I do not propose to offer a in-depth analysis of Sesko's time at United so far. He has been in the lineup on four occasions in the top flight in a highly unpredictable team, scored two goals, and had a grand total of 116 contacts with the ball. What exactly are we evaluating? And will I attempt to duplicate Gary Neville's and Ian Wright's notable debate "The Sesko Debate", in which two of England's leading pundits duel passionately on a podcast over whether he needs 10 goals to be a success this season (one pundit), or whether it is more like twelve or thirteen (Wright).

A Cruel Environment

For all this I enjoyed watching him at Leipzig: a powerful, screeching sports car of a forward, playing in a team ideally suited to his abilities: afforded the license to attack but also the leeway to fail. Partly this is why Manchester United feels like the cruellest place he could possibly be right now: a place where "harsh judgments" are handed down in about the time it takes to load a short advertisement, the club with the widest and most ruthless gulf between the time and air he needs, and the time and air he is likely to receive.

We saw a case of this over the national team pause, when a viral chart conveniently stated that Sesko had been deemed – by a wide margin – the poorest acquisition of the summer transfer window by a survey of football representatives. Naturally, the media are by no means alone in such behavior. Club channels, influencers, anonymous X accounts with a oddly high number of pornbot followers: everybody with skin in the game is now basically aligned along the identical rules, an ecosystem deliberately geared for provocation.

The Psychological Toll

Scroll, scroll, tap, scroll. What is happening to ourselves? Do we realize, on any level, what this infinite sluice of aggravation is doing to our minds? Quite apart from the inherent strangeness of playing in the middle of it all, aware on some surreal butterfly-effect level that each aspect about them is now basically material, product, open-source property to be repackaged and exchanged.

And yes, partly this is because it's Manchester United, the entity that keeps nourishing the narrative, a major institution that must constantly be generating the strong emotions. However, partly this is a temporary malaise, a pendulum of judgment most clearly and cruelly glimpsed at this season, roughly four weeks after the transfer market shut. Throughout the summer we have been desiring footballers, praising them, drooling over them. Yet, just a few weeks in, many of those very players are already being disdained as failures. Should we start to worry about Jamie Gittens? Did Arsenal actually need Viktor Gyökeres wise? What was the point of another expensive buy?

The Bigger Picture

It seems fitting that Sesko faces their rivals on the weekend: a team at once 13 months unbeaten at their stadium in the league and yet in their own situation of perceived turmoil, like submitting a a report on someone who went to the shops 30 minutes ago. Too open. Their star finished. Alexander Isak waste of money. The coach losing his hair.

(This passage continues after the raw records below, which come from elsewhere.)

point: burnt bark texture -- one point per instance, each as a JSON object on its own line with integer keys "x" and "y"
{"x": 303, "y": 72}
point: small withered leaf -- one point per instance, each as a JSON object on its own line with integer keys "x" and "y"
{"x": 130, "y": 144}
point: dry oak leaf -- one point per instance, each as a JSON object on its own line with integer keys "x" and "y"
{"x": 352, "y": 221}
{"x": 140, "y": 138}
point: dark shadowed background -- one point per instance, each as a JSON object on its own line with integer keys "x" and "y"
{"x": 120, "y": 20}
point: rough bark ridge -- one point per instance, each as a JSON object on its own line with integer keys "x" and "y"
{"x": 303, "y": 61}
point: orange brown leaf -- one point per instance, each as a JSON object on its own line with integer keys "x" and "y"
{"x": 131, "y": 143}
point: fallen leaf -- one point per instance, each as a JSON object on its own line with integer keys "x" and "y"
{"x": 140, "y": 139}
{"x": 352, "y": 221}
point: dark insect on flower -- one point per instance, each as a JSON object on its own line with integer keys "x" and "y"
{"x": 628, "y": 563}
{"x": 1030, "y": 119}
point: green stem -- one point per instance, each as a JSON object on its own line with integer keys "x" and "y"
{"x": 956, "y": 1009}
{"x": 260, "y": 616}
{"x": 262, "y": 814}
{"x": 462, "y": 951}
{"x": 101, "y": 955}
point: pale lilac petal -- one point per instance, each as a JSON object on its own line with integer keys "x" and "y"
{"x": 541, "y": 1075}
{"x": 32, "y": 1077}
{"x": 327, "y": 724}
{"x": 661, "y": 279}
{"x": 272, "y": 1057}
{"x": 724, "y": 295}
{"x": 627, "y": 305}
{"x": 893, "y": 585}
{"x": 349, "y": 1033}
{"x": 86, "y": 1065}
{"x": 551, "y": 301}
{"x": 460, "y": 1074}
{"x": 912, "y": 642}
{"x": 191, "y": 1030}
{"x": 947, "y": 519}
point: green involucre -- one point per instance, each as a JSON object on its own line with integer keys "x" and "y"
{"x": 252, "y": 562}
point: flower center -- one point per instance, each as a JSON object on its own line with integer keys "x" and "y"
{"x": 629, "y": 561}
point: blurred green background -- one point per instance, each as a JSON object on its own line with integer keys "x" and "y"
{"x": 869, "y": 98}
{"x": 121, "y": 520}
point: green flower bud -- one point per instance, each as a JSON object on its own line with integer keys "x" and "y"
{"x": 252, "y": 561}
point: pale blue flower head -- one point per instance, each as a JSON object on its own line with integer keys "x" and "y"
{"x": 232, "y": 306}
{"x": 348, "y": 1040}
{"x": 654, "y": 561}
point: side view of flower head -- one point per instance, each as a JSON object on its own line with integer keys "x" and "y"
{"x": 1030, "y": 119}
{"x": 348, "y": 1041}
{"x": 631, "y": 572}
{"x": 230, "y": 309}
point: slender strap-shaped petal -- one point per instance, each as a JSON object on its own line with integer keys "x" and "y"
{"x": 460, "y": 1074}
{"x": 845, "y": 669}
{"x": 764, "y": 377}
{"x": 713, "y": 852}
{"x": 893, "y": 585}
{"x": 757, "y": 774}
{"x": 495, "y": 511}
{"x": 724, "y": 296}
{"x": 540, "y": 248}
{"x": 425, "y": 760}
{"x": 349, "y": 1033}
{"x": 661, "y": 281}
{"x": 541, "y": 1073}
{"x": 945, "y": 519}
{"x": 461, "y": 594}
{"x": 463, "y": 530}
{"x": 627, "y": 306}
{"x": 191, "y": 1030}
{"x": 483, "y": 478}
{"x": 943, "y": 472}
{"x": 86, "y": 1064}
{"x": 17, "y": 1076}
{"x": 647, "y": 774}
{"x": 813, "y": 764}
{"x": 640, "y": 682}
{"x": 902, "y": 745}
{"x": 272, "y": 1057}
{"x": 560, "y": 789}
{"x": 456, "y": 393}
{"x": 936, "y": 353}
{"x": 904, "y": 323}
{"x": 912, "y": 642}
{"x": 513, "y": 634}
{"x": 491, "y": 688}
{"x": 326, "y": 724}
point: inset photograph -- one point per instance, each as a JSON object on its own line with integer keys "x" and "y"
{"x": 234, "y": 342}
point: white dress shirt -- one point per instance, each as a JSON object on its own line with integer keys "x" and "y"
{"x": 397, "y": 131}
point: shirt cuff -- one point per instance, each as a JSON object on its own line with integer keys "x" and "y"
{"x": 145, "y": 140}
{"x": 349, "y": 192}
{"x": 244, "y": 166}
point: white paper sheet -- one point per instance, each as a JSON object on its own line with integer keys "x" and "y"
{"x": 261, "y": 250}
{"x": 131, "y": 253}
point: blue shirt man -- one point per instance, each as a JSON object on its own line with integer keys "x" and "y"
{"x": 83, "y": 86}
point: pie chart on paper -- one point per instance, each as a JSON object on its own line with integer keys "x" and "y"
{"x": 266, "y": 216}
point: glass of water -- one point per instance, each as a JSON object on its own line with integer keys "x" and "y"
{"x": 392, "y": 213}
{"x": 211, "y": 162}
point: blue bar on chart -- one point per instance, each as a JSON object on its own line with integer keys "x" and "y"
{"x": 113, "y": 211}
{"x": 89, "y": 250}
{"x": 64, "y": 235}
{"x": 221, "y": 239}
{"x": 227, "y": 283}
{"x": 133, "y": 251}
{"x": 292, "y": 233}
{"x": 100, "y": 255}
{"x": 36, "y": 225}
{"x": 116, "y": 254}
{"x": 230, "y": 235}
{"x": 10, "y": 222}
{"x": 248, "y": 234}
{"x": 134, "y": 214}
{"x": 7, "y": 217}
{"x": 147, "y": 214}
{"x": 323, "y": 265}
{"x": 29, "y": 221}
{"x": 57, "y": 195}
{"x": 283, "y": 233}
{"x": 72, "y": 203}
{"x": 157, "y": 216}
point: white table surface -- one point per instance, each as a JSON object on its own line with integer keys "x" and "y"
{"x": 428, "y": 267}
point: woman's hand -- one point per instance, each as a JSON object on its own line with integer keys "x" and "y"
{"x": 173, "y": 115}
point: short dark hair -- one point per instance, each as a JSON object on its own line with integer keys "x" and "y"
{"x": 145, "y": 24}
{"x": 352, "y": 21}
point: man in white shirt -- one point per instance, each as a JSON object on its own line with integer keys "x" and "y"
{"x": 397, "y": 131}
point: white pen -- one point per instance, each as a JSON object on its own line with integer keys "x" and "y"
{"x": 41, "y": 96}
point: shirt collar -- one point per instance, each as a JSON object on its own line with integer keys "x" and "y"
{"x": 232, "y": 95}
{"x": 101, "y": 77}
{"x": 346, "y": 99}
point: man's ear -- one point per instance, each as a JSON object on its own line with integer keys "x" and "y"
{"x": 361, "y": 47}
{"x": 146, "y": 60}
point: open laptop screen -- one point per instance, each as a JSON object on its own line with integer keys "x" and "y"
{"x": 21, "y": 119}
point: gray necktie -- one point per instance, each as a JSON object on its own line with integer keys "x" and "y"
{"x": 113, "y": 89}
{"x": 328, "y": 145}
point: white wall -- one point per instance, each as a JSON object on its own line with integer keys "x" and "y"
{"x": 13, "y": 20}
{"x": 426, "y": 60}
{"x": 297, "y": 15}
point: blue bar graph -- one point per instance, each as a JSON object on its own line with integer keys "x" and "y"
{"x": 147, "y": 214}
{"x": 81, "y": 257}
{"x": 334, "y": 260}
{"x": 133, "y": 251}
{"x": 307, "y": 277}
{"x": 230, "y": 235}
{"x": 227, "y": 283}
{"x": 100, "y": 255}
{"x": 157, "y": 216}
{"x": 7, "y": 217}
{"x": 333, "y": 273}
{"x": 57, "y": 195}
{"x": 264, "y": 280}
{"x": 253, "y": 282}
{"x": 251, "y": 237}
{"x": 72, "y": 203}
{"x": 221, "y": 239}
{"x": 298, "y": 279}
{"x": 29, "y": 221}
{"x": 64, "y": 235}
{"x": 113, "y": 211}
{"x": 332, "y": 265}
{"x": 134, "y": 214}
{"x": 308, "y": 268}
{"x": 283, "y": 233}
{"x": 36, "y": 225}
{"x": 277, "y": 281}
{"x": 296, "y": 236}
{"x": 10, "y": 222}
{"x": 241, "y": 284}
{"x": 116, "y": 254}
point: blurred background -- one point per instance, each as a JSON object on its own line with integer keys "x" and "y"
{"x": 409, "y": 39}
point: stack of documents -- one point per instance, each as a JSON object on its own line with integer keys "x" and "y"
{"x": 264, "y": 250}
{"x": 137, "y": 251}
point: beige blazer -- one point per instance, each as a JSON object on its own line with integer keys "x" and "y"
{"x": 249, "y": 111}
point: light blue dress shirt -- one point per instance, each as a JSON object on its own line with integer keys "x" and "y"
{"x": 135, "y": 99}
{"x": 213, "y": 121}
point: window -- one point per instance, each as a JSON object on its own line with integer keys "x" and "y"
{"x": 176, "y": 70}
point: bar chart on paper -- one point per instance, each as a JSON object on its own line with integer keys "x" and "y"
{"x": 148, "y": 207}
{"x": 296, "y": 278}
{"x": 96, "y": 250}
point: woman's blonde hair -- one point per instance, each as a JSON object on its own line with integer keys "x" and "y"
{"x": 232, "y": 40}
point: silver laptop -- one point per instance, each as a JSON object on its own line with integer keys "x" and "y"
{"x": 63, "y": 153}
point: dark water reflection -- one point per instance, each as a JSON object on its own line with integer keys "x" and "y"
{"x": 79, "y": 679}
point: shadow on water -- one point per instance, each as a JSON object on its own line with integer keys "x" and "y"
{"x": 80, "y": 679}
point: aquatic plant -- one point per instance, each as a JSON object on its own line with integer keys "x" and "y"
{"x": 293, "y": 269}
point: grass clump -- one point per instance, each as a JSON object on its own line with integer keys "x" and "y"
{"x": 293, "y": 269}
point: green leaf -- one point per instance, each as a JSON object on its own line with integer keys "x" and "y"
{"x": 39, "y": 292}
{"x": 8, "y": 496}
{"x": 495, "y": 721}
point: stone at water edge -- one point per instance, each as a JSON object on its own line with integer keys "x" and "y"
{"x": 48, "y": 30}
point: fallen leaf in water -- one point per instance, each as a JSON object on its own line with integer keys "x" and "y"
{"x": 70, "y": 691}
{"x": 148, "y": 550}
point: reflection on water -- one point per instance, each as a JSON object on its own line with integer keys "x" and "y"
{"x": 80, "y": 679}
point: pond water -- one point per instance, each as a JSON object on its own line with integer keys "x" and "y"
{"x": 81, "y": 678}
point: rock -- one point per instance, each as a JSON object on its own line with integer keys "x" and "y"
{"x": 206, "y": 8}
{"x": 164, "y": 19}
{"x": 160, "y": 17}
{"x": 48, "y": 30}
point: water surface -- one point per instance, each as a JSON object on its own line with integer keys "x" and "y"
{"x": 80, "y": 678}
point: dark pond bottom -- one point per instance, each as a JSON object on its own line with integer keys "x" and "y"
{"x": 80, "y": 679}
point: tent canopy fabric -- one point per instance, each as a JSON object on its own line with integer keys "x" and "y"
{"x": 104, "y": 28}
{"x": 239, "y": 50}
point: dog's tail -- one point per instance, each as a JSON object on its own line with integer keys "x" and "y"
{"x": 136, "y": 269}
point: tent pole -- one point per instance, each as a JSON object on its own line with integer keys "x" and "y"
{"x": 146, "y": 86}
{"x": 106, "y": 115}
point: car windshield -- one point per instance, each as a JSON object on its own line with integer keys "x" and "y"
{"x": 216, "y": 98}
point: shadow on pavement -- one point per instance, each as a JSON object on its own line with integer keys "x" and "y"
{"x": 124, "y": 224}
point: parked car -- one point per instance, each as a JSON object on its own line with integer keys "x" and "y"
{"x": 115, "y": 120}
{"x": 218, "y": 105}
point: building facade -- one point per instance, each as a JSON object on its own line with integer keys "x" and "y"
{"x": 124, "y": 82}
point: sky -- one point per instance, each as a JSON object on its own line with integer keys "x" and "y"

Maybe we have not yet quite grasped the way the narrative of football has begun to supplant football itself, to inflect the way we watch it, an whole competition reoriented around talking points and immediate responses, something that happens in the background while we browse through our devices, incapable to disconnect from the constant flow of takes and more takes. It may be Sesko taking the hit right now. But in a way, everyone is losing a part of the experience in this process.

Nicole Gardner
Nicole Gardner

A passionate gamer and tech enthusiast with years of experience in game journalism and community building.